When I was a child growing up in suburban England, I thought millet was birdseed. I would see it in budgerigar cages at the local pet shop. I loved birds and longed to keep a budgie of my own, but because my mother didn't like caged birds, I was never allowed to have one. I was also very interested in wild birds and used, with more success, to pester my parents to buy something called Swoop, a mixture of seeds formulated specially to attract wild birds to gardens. Swoop mostly consisted of millet, niger, maize and sunflower seed chips. Regular visitors to our bird table were the workaday sparrows, starlings, robins, blue tits and blackbirds of Southern England, but occasionally exciting newcomers dropped in - bullfinches, nuthatches, mistle thrushes, redwings, goldfinches, and many others.
Millet is one of the few widely-consumed staple crops indigenous to Africa. Maize, potatoes and cassava are all imported from the Americas; bananas, rice and wheat originate from Asia and the Middle East, but millet, along with sorghum and yam, is an original African staple. I first consumed millet in the form of toh, a brown, sticky, slightly sour porridge, in the baking heat and dust of Ouahigouya in northern Burkina Faso many years ago. In Burkina - and across much of the Sahel - millet is an important crop. It is ground and cooked into breads or porridge, or, as I also discovered, it is fermented and made into a sour and cloudy beer.
Once harvested, millet keeps extremely well and is seldom attacked by pests. Its long storage capacity makes millet essential to food security strategies for poorer farming communities in Africa, especially across the Sahel. Plus, it is a remarkably resilient crop. In the words of ICRISAT, quoted in Securing the Harvest: "We are talking about a crop...... that grows where not even weeds can survive; a crop that has been improved by farmers for thousands of years; a crop that produces nourishment from the poorest soils in the driest regions in the hottest climates". Not only does it grow in the most marginal land, and keep well, but millet is nutritionally superior to maize and rice. It has a higher protein and oil content than most grains (especially important in Africa where oil crops in semi-arid ecosystems are scarce).

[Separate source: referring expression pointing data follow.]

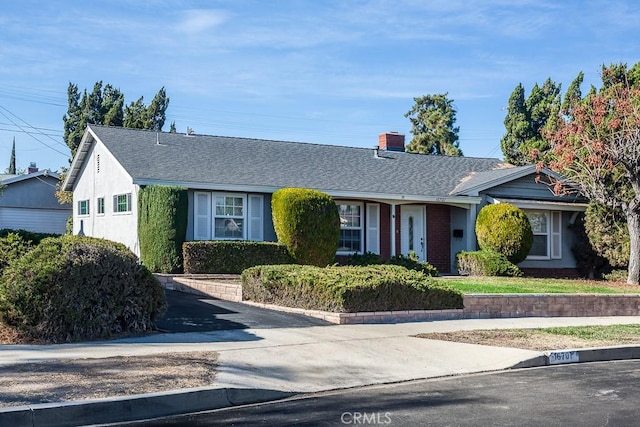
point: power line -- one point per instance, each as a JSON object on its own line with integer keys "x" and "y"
{"x": 29, "y": 133}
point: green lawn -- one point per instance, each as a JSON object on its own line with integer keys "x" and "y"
{"x": 518, "y": 285}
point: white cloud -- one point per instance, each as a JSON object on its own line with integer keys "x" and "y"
{"x": 197, "y": 21}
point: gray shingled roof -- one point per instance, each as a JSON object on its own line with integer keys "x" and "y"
{"x": 482, "y": 179}
{"x": 218, "y": 161}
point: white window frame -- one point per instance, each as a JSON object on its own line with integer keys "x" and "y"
{"x": 553, "y": 234}
{"x": 360, "y": 228}
{"x": 86, "y": 204}
{"x": 116, "y": 204}
{"x": 100, "y": 204}
{"x": 242, "y": 217}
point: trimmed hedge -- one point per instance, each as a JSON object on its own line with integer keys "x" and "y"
{"x": 486, "y": 263}
{"x": 406, "y": 262}
{"x": 347, "y": 288}
{"x": 162, "y": 227}
{"x": 504, "y": 228}
{"x": 307, "y": 223}
{"x": 74, "y": 288}
{"x": 231, "y": 257}
{"x": 12, "y": 247}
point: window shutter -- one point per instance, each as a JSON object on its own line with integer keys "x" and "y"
{"x": 255, "y": 231}
{"x": 373, "y": 228}
{"x": 556, "y": 235}
{"x": 202, "y": 209}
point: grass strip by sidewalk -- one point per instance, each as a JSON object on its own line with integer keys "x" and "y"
{"x": 524, "y": 285}
{"x": 542, "y": 339}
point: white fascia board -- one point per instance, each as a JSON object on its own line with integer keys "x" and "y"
{"x": 541, "y": 204}
{"x": 85, "y": 145}
{"x": 462, "y": 201}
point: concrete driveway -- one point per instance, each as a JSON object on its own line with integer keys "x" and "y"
{"x": 196, "y": 313}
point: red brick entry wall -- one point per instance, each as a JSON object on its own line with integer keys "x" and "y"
{"x": 439, "y": 237}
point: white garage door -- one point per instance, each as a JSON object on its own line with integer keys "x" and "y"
{"x": 37, "y": 220}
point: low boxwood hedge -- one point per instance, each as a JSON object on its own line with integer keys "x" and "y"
{"x": 347, "y": 288}
{"x": 486, "y": 263}
{"x": 407, "y": 262}
{"x": 230, "y": 257}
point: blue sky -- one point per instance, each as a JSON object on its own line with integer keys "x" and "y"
{"x": 321, "y": 71}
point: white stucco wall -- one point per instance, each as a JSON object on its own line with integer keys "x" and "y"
{"x": 107, "y": 180}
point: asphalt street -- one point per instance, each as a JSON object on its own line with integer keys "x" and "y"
{"x": 587, "y": 394}
{"x": 196, "y": 313}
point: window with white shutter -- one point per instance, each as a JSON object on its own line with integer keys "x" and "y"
{"x": 203, "y": 221}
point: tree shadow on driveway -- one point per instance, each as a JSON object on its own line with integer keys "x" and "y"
{"x": 198, "y": 313}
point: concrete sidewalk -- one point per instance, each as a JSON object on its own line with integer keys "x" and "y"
{"x": 265, "y": 364}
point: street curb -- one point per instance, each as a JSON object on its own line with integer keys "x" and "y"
{"x": 560, "y": 357}
{"x": 133, "y": 408}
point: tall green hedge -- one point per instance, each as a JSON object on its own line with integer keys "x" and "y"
{"x": 307, "y": 223}
{"x": 162, "y": 227}
{"x": 506, "y": 229}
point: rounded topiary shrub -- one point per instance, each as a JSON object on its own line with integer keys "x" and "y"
{"x": 307, "y": 223}
{"x": 75, "y": 288}
{"x": 506, "y": 229}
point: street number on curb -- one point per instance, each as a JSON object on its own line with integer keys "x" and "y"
{"x": 559, "y": 357}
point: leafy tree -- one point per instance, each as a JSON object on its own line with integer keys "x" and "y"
{"x": 104, "y": 105}
{"x": 432, "y": 119}
{"x": 598, "y": 145}
{"x": 526, "y": 120}
{"x": 12, "y": 161}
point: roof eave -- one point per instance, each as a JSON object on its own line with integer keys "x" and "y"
{"x": 343, "y": 194}
{"x": 87, "y": 141}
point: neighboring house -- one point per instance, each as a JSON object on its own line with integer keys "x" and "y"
{"x": 390, "y": 202}
{"x": 28, "y": 202}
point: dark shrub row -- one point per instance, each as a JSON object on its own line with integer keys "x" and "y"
{"x": 486, "y": 263}
{"x": 347, "y": 288}
{"x": 231, "y": 257}
{"x": 406, "y": 262}
{"x": 75, "y": 288}
{"x": 162, "y": 227}
{"x": 12, "y": 247}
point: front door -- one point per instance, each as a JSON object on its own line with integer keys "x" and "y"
{"x": 413, "y": 236}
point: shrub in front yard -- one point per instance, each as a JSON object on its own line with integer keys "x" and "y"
{"x": 347, "y": 288}
{"x": 307, "y": 223}
{"x": 486, "y": 263}
{"x": 504, "y": 228}
{"x": 231, "y": 257}
{"x": 74, "y": 288}
{"x": 29, "y": 236}
{"x": 12, "y": 247}
{"x": 409, "y": 263}
{"x": 162, "y": 227}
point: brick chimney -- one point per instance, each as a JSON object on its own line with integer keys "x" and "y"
{"x": 391, "y": 141}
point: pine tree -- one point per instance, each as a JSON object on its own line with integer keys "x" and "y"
{"x": 433, "y": 118}
{"x": 12, "y": 162}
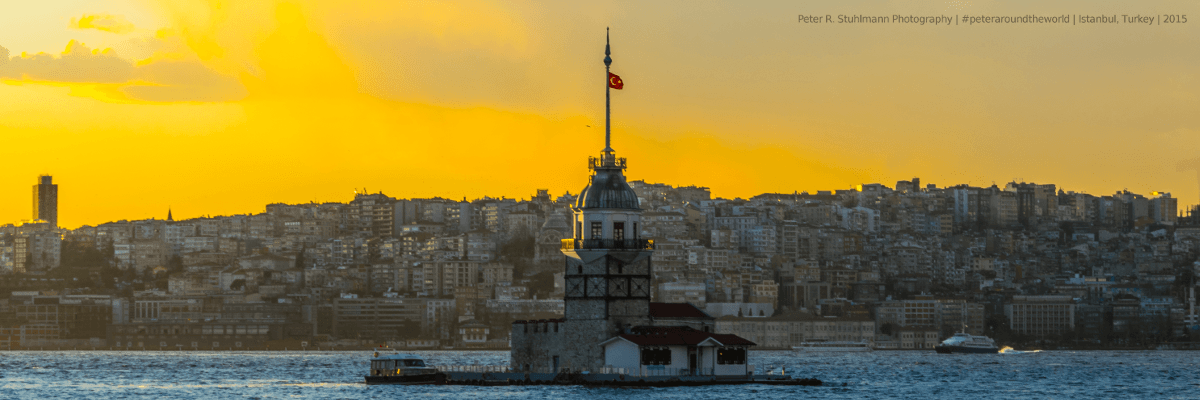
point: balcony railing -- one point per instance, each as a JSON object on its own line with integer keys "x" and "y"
{"x": 598, "y": 162}
{"x": 609, "y": 244}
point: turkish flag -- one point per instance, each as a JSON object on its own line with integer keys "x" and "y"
{"x": 615, "y": 82}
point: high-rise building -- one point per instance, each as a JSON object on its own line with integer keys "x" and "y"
{"x": 46, "y": 201}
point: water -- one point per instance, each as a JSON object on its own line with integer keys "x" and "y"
{"x": 339, "y": 375}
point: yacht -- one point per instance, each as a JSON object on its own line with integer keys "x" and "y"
{"x": 964, "y": 342}
{"x": 402, "y": 369}
{"x": 833, "y": 346}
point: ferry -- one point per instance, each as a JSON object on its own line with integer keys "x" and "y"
{"x": 401, "y": 369}
{"x": 964, "y": 342}
{"x": 833, "y": 346}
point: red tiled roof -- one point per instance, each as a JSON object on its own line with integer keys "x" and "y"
{"x": 677, "y": 310}
{"x": 678, "y": 336}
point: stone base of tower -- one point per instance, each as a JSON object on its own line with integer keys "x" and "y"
{"x": 556, "y": 345}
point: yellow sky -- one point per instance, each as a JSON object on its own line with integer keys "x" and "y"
{"x": 220, "y": 107}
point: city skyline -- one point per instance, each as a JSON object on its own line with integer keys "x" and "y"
{"x": 301, "y": 101}
{"x": 1181, "y": 209}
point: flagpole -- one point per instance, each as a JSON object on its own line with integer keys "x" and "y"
{"x": 607, "y": 97}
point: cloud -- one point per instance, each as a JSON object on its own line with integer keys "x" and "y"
{"x": 115, "y": 24}
{"x": 156, "y": 81}
{"x": 76, "y": 64}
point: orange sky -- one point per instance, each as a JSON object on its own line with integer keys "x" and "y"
{"x": 220, "y": 107}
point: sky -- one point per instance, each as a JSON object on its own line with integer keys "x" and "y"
{"x": 217, "y": 107}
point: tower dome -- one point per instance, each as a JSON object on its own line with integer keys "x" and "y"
{"x": 609, "y": 190}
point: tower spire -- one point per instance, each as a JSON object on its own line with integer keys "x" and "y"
{"x": 607, "y": 97}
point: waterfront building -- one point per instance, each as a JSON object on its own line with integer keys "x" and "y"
{"x": 609, "y": 320}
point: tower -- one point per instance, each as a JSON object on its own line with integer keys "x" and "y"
{"x": 607, "y": 276}
{"x": 46, "y": 201}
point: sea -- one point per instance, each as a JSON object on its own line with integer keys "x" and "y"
{"x": 867, "y": 375}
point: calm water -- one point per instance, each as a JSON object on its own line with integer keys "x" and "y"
{"x": 339, "y": 375}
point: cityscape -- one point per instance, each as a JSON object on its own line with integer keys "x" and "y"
{"x": 900, "y": 267}
{"x": 372, "y": 200}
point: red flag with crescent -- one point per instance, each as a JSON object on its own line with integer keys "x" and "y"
{"x": 615, "y": 82}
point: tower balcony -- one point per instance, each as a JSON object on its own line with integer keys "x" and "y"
{"x": 607, "y": 244}
{"x": 611, "y": 162}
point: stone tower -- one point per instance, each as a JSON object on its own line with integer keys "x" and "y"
{"x": 607, "y": 275}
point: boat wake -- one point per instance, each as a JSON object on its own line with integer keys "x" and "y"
{"x": 1008, "y": 350}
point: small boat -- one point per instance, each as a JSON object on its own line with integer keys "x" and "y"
{"x": 964, "y": 342}
{"x": 833, "y": 346}
{"x": 401, "y": 369}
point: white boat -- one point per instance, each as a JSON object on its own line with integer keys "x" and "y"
{"x": 964, "y": 342}
{"x": 833, "y": 346}
{"x": 402, "y": 369}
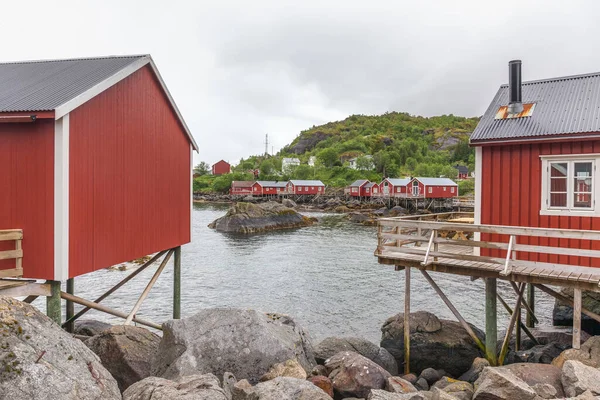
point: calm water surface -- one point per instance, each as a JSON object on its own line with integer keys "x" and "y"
{"x": 325, "y": 276}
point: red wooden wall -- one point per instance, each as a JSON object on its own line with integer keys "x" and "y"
{"x": 511, "y": 195}
{"x": 27, "y": 193}
{"x": 129, "y": 176}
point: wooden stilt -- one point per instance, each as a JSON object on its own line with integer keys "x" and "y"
{"x": 491, "y": 321}
{"x": 53, "y": 309}
{"x": 448, "y": 303}
{"x": 531, "y": 319}
{"x": 577, "y": 318}
{"x": 177, "y": 283}
{"x": 70, "y": 327}
{"x": 146, "y": 291}
{"x": 511, "y": 325}
{"x": 407, "y": 320}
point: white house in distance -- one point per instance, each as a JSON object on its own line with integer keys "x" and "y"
{"x": 288, "y": 163}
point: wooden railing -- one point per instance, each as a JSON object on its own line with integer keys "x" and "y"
{"x": 423, "y": 235}
{"x": 15, "y": 235}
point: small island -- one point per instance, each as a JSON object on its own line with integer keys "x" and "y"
{"x": 254, "y": 218}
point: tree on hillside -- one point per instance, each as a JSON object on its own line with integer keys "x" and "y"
{"x": 202, "y": 169}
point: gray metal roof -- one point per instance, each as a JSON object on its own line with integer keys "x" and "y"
{"x": 45, "y": 85}
{"x": 563, "y": 106}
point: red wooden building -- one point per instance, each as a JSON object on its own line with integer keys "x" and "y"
{"x": 95, "y": 164}
{"x": 221, "y": 168}
{"x": 305, "y": 187}
{"x": 537, "y": 150}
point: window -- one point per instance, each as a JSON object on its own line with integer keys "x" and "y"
{"x": 568, "y": 185}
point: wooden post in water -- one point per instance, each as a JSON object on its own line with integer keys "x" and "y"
{"x": 576, "y": 318}
{"x": 530, "y": 322}
{"x": 53, "y": 310}
{"x": 70, "y": 305}
{"x": 177, "y": 283}
{"x": 407, "y": 320}
{"x": 491, "y": 321}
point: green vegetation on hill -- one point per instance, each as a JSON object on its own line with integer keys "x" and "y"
{"x": 393, "y": 145}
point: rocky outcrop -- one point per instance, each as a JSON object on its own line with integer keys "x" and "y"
{"x": 279, "y": 389}
{"x": 196, "y": 387}
{"x": 333, "y": 345}
{"x": 434, "y": 343}
{"x": 39, "y": 360}
{"x": 354, "y": 375}
{"x": 252, "y": 218}
{"x": 127, "y": 352}
{"x": 244, "y": 342}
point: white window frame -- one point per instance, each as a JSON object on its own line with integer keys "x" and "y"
{"x": 569, "y": 210}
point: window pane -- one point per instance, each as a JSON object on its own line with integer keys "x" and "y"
{"x": 558, "y": 199}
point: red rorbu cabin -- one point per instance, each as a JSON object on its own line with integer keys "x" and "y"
{"x": 96, "y": 164}
{"x": 537, "y": 152}
{"x": 221, "y": 168}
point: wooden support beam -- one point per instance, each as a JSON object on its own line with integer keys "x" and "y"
{"x": 577, "y": 318}
{"x": 448, "y": 303}
{"x": 146, "y": 291}
{"x": 491, "y": 321}
{"x": 511, "y": 325}
{"x": 117, "y": 286}
{"x": 107, "y": 310}
{"x": 407, "y": 321}
{"x": 177, "y": 283}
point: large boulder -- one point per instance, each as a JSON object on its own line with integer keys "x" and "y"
{"x": 39, "y": 360}
{"x": 333, "y": 345}
{"x": 279, "y": 389}
{"x": 244, "y": 342}
{"x": 126, "y": 351}
{"x": 192, "y": 387}
{"x": 435, "y": 343}
{"x": 578, "y": 377}
{"x": 354, "y": 375}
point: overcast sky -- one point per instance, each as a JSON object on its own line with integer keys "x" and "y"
{"x": 241, "y": 69}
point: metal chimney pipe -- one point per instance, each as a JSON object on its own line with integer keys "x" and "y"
{"x": 515, "y": 102}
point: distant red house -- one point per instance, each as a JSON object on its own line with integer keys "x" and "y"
{"x": 221, "y": 168}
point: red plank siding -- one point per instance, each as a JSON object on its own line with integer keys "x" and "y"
{"x": 129, "y": 176}
{"x": 27, "y": 193}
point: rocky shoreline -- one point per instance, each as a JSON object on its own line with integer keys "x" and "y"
{"x": 241, "y": 354}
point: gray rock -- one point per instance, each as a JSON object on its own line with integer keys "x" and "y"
{"x": 39, "y": 360}
{"x": 90, "y": 327}
{"x": 279, "y": 389}
{"x": 191, "y": 387}
{"x": 498, "y": 383}
{"x": 434, "y": 343}
{"x": 126, "y": 351}
{"x": 355, "y": 375}
{"x": 578, "y": 377}
{"x": 332, "y": 345}
{"x": 244, "y": 342}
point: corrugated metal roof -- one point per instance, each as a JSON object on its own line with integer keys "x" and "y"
{"x": 359, "y": 183}
{"x": 307, "y": 183}
{"x": 437, "y": 181}
{"x": 563, "y": 106}
{"x": 45, "y": 85}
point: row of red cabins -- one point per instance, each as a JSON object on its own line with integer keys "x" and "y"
{"x": 414, "y": 188}
{"x": 268, "y": 188}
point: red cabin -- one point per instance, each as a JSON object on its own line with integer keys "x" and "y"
{"x": 95, "y": 164}
{"x": 241, "y": 188}
{"x": 305, "y": 187}
{"x": 221, "y": 168}
{"x": 537, "y": 151}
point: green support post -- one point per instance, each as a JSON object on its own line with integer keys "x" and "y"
{"x": 491, "y": 321}
{"x": 177, "y": 283}
{"x": 70, "y": 327}
{"x": 531, "y": 302}
{"x": 53, "y": 309}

These features make it all the stranger that millet is one of the so-called "orphan" crops in sub-Saharan Africa. At least until recently, little attention has been placed by research organisations in Africa in developing hybrid millet varieties to increase crop yields, despite the enormous success of hybrid millet crops in India. This oversight is, however, being remedied. The photo above, taken from the Gates Foundation website, shows a field of improved millet in Western Kenya. The importance of millet was briefly discussed at the recent African Green Revolution Forum, whereupon my neighbour leaned towards me and asked "Tom, what exactly do you do with millet?" My response was quick as a flash. "You mill it", I said. It was hard to resist the pun.
It would be unwise, of course, to over-praise millet. Even in improved hybrid varieties, its yields are lower than most other staples. Drought-tolerance and hardiness has its price. While in field, it is also prone to attacks by many pests. The Quelea bird, in particular, is attracted to millet fields and its flocks can decimate crops in the space of a few hours. Hardly surprising, given my first acquaintance with millet. Birdseed.